A strategic approach is needed

The naming takes the leading role in the branding process, which is justified, as the name is from the beginning to the end the foundation of the brand’s life cycle: the name is identity and signification at the same time.

As a name must be able to operate strategically on a corporate and marketing level, you should ask yourself if it is in line with the enterprise, if there is a naming system or if it should be developed, or if it sets itself apart from competing products and fits to the product, etc. Fact is that the naming requires a holistic approach and should not be limited only to marketing specific aspects.

Once a new name for a product, for instance, is set communicated in the market, there is in most cases no point of return. Distribution channels can be changed and improved, a corporate brand design can be "re-designed", and even all promotional activities within the marketing mix can be converted to specific target groups, but one thing always remains the same - the name!

Mistakes regarding content, time and legal issues

There are many mistakes that may occur during the development process of a new name, which are often mutually dependent and consist of content, time and legal aspects.

Flaws regarding content often result from carelessness or simply from negligence of important control measures. If, for instance, a name has been developed that is perceived as good and legally unrestricted in use, linguistic aspects are often grossly neglected. Thus, make sure you have clarified linguistic and phonetic criteria and checked all relevant foreign languages - especially colloquial meanings. A lack of language tests can have disastrous consequences, as seen e.g. in the automotive industry with names of new car models, such as Chevrolet Nova (“no va” in Spanish means “no go”) or Mitsubishi PAJERO (Pajero is in Spanish a cuss for “wanker”), or even Kia “Besta” (which in Portuguese means “idiot”), just to name a few. The list of mistakes is endless.

Other sources of error occur in trademark checks. It is not enough to check the new name’s domain availability on Google or to take a glimpse into the register of the patent and trademark office, as the examination and validation of trademarked names should always be performed by a specialist lawyer for trademark law - in particular, "Intellectual Property Rights".

In this context, the time aspect should be considered as well: From the name creation to the legal check, the official entry in a trademarks register and official confirmation (note: there is a 3- month opposition deadline), it can often take a period of 4-6 months until the new name can be used safely.

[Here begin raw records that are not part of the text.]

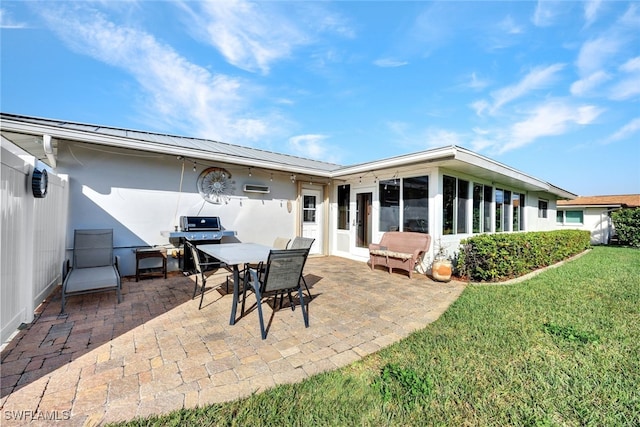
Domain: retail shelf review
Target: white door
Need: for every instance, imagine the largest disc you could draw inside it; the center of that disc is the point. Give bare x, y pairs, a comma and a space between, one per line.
312, 218
362, 221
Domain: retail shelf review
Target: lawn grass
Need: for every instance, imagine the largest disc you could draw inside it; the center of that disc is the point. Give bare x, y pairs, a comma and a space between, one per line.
562, 348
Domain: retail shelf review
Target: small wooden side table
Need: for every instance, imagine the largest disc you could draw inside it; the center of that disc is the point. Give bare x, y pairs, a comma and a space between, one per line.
144, 253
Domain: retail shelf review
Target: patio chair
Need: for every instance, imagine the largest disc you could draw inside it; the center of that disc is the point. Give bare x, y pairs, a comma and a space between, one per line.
303, 243
94, 267
278, 243
283, 271
201, 271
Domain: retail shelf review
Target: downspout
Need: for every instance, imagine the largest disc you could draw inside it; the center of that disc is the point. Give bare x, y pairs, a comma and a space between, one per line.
48, 150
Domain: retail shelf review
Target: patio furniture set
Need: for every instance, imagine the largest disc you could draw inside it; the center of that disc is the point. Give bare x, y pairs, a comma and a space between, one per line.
267, 271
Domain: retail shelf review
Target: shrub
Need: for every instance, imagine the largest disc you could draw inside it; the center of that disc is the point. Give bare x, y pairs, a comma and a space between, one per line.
496, 257
627, 225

Especially entrepreneurs are often unaware of these facts and therefore calculate the time-/and cost factor for a name development insufficiently into their business planning.

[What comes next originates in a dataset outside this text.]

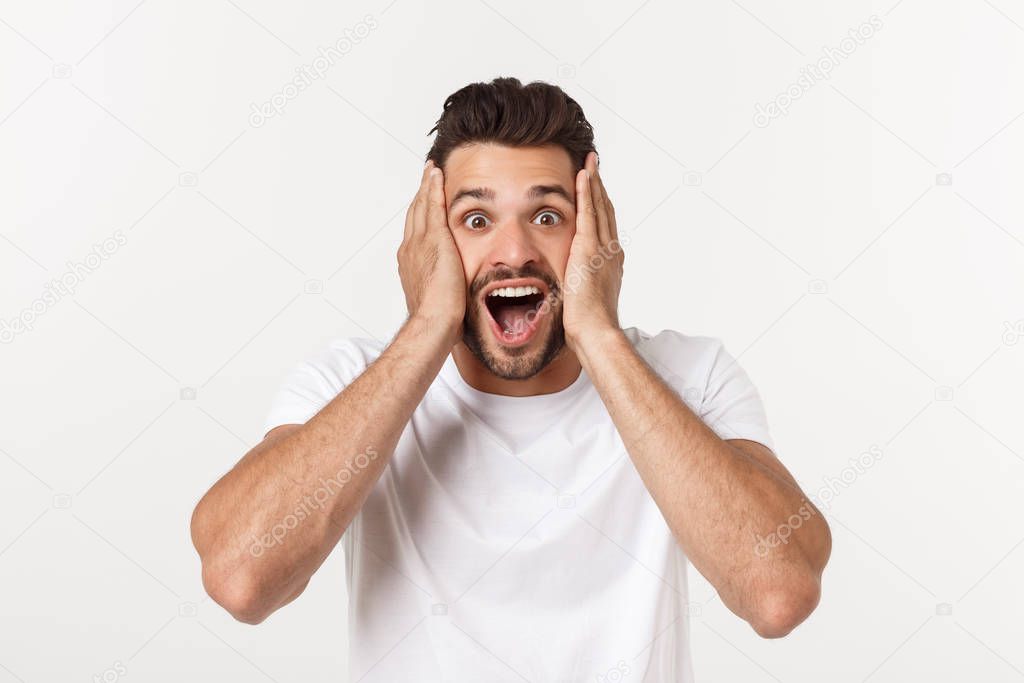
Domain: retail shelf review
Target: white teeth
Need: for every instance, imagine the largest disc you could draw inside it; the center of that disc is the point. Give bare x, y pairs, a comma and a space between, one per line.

It’s never an easy process

The development of a name is a complex process and starts much earlier than the creation phase. In co-operation with the customer, the positioning has to be clarified first, which determines then the brand strategy and requirements - only then starts the actual name creation.

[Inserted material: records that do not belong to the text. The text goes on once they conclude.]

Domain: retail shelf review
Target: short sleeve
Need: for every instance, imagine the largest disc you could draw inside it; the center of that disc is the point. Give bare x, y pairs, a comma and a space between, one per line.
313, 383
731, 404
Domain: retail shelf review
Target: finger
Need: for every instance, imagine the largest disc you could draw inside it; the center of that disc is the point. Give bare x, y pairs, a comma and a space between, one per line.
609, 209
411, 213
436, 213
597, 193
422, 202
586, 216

During this process, a thorough examination of the applicability, the legal protection capability, as well as the linguistic effect of the name, has to take place as well.

The goal is to develop a strong name identity, which should meet the following principles:

  1. Simplicity - the name should be clear, catchy, and easy to remember.
  2. Uniqueness - the name should be unique and differentiable.
  3. Recognizability - the name should have a positive recognition and be easy to remember, besides having semantic content and phonetics quality features.
  4. Internationalization - the name should be able to back up the meaning from a linguistic aspect.
  5. Timelessness - the name should not follow trends so that it can function well in the future.
  6. Protectability - the name should / must be available and legally protectable.

There's unfortunately no perfect how-to guide for naming, but I hope you find the tips useful.